Cerita Rakyat Jaka Tarub dan 7 Bidadari

 


Di taman kanak-kanak, saya mendengar cerita ini dari Ibu guru. Ayah mendongengkannya juga di rumah. Beranjak besar saya paham bahwa kisah Jaka Tarub hanyalah cerita rakyat.

Lima tahun lalu saya singgah ke rumah kakak, ia melukiskan Jaka Tarub dengan 7 bidadari di pekarangan belakang rumahnya. Kemudian saya foto lukisan di tembok itu.

Kini saya bertemu lagi dengan cerita rakyat Jaka Tarub dan 7 bidadari ini. Sungguh saya tertarik karena kemolekan 7 bidadari sedang mandi di danau Toyawening yang berair bening dengan pakaian warna warni.

Itulah keindahan lukisan dari cerita ini di buku cerita. Dipandang saja sudah indah apalagi dalam fantasi.

Dikisahkan Jaka Tarub yang hidup sebatang kara menginginkan pendamping hidup. Ia mencuri satu pakaian sang bidadari bernama Nawangwulan ketika ia kedapatan mandi bersama 6 kawannya.

Nawangwulan tidak dapat kembali lagi ke kahyangan karena pakaiannya dicuri Jaka Tarub. Maksud Jaka Tarub pun berhasil yaitu ingin menikahi Nawangwulan.

Jaka memang bahagia kehidupannya setelah memiliki Nawangwulan yang molek dan Nawangsih putrinya. Tapi ia hanya bidadari yang memiliki kesaktian. Kesaktiaannya lenyap seketika setelah tidak berpakaian merah.

Olo ketoro becik ketitik, pepatah jawa yang artinya suatu hari kelakuan seseorang akan terlihat baik buruknya. Begitulah suatu saat pasti terbukti kelakuan buruk Jaka Tarub.

Pada suatu hari Jaka Tarub membuka kukusan nasi yang sedang dimasak istrinya. Sebelum pergi mencuci baju, istrinya telah berpesan agar tidak membuka kukusan nasi itu.

“Mas, jangan kau buka kukusan nasi ini sebelum aku tiba ya” pesannya.

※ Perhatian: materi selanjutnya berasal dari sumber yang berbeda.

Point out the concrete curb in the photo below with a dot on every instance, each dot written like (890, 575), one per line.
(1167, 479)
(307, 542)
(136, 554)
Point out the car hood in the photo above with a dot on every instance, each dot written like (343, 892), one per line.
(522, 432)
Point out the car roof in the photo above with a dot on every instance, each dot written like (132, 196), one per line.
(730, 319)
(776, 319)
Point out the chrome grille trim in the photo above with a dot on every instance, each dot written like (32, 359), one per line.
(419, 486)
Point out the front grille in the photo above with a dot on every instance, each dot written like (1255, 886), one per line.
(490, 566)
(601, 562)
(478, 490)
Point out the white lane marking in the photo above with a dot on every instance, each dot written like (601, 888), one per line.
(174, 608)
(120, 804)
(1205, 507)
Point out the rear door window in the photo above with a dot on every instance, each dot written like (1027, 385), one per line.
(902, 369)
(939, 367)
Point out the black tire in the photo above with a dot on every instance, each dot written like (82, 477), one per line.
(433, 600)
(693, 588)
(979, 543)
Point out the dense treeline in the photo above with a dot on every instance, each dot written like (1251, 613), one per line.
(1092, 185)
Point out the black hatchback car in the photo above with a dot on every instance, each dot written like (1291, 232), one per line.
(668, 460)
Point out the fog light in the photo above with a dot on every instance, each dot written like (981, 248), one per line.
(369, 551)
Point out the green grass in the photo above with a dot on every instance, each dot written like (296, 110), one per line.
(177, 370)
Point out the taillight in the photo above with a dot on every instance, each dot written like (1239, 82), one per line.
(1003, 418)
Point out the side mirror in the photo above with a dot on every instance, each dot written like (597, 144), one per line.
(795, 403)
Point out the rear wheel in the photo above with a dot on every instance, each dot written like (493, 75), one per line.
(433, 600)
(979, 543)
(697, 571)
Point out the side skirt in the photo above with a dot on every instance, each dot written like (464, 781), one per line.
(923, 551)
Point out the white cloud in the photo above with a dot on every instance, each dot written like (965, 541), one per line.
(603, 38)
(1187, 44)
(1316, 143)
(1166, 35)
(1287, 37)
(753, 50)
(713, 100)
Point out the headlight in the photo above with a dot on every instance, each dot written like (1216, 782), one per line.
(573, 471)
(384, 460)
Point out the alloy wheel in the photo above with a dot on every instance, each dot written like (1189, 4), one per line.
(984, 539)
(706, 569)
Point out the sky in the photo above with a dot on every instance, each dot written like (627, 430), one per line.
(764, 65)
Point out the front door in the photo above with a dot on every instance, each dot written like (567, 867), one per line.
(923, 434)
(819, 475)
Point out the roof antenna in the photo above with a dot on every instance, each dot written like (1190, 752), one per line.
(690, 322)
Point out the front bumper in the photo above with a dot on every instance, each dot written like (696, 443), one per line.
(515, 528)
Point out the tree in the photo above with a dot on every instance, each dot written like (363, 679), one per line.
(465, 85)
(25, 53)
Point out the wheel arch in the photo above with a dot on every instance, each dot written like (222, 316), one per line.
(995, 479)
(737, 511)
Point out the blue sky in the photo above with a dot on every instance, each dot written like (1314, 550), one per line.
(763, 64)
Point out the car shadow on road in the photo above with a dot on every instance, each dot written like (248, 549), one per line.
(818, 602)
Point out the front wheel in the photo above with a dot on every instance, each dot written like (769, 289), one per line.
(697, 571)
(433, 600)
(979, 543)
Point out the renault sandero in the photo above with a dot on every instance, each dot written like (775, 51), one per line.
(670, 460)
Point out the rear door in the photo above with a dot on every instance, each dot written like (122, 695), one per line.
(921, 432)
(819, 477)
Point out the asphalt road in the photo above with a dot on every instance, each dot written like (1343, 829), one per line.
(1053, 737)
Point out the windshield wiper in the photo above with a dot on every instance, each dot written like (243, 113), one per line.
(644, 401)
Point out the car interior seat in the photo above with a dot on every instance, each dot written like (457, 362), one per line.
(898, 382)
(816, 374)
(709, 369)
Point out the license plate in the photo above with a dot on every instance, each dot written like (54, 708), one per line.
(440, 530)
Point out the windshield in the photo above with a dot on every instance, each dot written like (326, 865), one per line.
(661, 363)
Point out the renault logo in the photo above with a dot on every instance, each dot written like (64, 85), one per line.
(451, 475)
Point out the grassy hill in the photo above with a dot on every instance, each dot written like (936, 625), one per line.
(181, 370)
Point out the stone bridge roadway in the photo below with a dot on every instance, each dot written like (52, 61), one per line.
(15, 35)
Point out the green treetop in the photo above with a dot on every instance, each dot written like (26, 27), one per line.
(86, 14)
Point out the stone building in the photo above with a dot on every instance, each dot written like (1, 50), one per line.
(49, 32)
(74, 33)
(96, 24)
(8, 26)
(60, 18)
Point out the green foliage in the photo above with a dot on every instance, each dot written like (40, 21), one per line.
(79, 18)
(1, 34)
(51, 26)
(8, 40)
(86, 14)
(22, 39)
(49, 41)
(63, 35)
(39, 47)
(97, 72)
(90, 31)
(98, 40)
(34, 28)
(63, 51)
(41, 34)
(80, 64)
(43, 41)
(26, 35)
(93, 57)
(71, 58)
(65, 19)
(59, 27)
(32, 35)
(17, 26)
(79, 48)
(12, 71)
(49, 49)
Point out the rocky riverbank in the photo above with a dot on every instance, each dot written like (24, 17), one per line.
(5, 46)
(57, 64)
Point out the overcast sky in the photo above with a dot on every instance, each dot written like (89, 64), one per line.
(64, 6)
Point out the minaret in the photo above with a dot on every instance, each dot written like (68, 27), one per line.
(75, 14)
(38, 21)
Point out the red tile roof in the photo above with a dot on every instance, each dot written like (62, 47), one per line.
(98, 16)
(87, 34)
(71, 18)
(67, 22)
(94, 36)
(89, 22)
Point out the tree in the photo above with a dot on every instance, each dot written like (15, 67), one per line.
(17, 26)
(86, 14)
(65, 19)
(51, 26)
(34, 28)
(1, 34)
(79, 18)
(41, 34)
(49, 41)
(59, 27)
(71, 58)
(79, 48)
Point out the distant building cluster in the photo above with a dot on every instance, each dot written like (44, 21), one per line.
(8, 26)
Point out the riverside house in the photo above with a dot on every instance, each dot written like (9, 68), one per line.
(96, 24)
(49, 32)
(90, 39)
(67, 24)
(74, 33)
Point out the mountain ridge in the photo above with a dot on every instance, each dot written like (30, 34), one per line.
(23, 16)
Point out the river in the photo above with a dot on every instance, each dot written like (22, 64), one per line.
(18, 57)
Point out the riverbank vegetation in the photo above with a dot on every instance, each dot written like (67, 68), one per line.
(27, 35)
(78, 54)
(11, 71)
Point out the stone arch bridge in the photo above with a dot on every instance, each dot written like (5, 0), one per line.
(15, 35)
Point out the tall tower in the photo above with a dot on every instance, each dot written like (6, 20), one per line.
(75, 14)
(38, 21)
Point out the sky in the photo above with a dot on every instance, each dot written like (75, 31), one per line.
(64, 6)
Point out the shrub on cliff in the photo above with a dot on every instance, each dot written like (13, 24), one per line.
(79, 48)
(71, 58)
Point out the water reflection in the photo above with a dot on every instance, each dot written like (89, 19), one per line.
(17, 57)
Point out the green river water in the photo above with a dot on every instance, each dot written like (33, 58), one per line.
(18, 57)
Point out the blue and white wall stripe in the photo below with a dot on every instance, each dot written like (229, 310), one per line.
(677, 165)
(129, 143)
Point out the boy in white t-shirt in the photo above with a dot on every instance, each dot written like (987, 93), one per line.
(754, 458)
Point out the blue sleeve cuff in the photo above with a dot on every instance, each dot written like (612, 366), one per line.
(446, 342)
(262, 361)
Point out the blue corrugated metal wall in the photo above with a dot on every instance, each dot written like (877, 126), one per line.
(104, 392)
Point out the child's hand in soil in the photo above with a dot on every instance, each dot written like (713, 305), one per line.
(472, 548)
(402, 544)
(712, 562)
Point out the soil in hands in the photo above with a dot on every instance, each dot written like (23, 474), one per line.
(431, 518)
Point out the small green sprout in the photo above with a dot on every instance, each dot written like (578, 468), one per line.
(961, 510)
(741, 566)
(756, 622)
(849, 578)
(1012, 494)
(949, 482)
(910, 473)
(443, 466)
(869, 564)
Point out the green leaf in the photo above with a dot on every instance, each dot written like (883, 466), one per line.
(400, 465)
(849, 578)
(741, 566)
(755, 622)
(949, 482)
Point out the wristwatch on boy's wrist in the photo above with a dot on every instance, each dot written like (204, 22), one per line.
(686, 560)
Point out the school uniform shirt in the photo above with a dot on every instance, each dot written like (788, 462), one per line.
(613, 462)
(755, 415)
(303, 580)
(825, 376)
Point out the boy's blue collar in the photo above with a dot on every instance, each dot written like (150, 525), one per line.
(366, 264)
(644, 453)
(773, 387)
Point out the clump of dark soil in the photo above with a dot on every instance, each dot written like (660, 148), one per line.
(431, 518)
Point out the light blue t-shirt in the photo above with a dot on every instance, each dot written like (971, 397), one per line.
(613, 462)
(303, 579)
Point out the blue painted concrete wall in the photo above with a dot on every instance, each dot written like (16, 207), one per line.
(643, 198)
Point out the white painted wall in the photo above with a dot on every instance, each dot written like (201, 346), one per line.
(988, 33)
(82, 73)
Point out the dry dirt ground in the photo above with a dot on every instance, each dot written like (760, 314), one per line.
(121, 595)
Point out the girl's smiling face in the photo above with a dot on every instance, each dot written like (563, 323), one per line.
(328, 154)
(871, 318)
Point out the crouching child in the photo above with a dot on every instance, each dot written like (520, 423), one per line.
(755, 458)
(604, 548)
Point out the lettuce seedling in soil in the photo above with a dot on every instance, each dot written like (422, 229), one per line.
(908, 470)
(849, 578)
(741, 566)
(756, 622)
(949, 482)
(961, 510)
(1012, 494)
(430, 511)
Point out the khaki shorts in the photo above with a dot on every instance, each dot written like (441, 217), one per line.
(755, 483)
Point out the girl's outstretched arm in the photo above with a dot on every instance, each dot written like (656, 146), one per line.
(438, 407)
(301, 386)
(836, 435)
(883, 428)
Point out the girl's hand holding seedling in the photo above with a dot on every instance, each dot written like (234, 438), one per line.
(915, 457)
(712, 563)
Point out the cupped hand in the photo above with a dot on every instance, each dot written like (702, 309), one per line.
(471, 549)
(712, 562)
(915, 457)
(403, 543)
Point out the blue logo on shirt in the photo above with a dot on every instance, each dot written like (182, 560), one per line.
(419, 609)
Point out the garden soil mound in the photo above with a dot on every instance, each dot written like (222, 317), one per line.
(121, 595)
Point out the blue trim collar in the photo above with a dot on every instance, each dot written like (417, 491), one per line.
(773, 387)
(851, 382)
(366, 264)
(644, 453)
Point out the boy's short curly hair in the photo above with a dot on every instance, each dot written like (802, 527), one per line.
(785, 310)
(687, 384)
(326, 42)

Karena penasaran, ia membuka kukusan nasi itu sekaligus ingin tahu apa yang dimasak istrinya sebab padi di lumbung selalu penuh.

Didapatilah bahwa selama ini istrinya hanya memasak setangkai padi. Itulah sebabnya padi tak pernah habis di lumbung.

Istrinya geram sebab mereka akan kehabisan padi juga harus menumbuk padi. Seandainya saja Jaka menuruti perintahnya tentu padi masih menumpuk di lumbung.

Lama kelamaan lumbung padipun menipis, Nawangwulan menemukan pakaian berwarna merah miliknya dulu. “Oh, ternyata ia pencuri pakaianku” gumamnya. Keburukan Jaka Tarub akhirnya diketahui.

Seketika kesaktiannya Nawangwulan kembali pulih setelah memakai pakaian merah miliknya dulu. Kemudian ia meninggalkan Nawangsih, putri semata wayang dan suaminya ke kahyangan.

 “Istriku, janganlah engkau pergi” pinta Jaka

“Tidak bisa Jaka Tarub, aku kan bukan manusia, aku bidadari” sahutnya


Jaka Tarub menyesal akan perbuatannya, mencuri dan menipu sang istri. Siapa menyimpan durian, baunya akan tercium juga.

Hiduplah jujur dalam meraih cita-cita, tidak menghalalkan segala cara. Jangan mengingini segala sesuatu secara instan juga tidak halal.

Seringkali kita berpikir pendek, hanya melihat tujuan yang menyenangkan diri sesaat. Untuk apa kesenangan sesaat namun berakhir dengan penderitaan.

Jaka harus merawat Nawangsih, putri kecilnya seorang diri. Penderitaan itu dibuatnya sendiri.

Penyesalan selalu ada di akhir cerita. Pikirkan matang sebelum kita melakukan tindakan apapun agar tidak menyesal kemudian hari.

Cerita ini melegenda turun temurun. Takkan pernah pupus.  Jika dahulu dibaca melalui buku dengan gambar indah warna warni, kini dibaca melalui dunia blog.

Anak saya pasti mengingat cerita rakyat dari Jawa Tengah ini sebab saya bercerita juga pada mereka.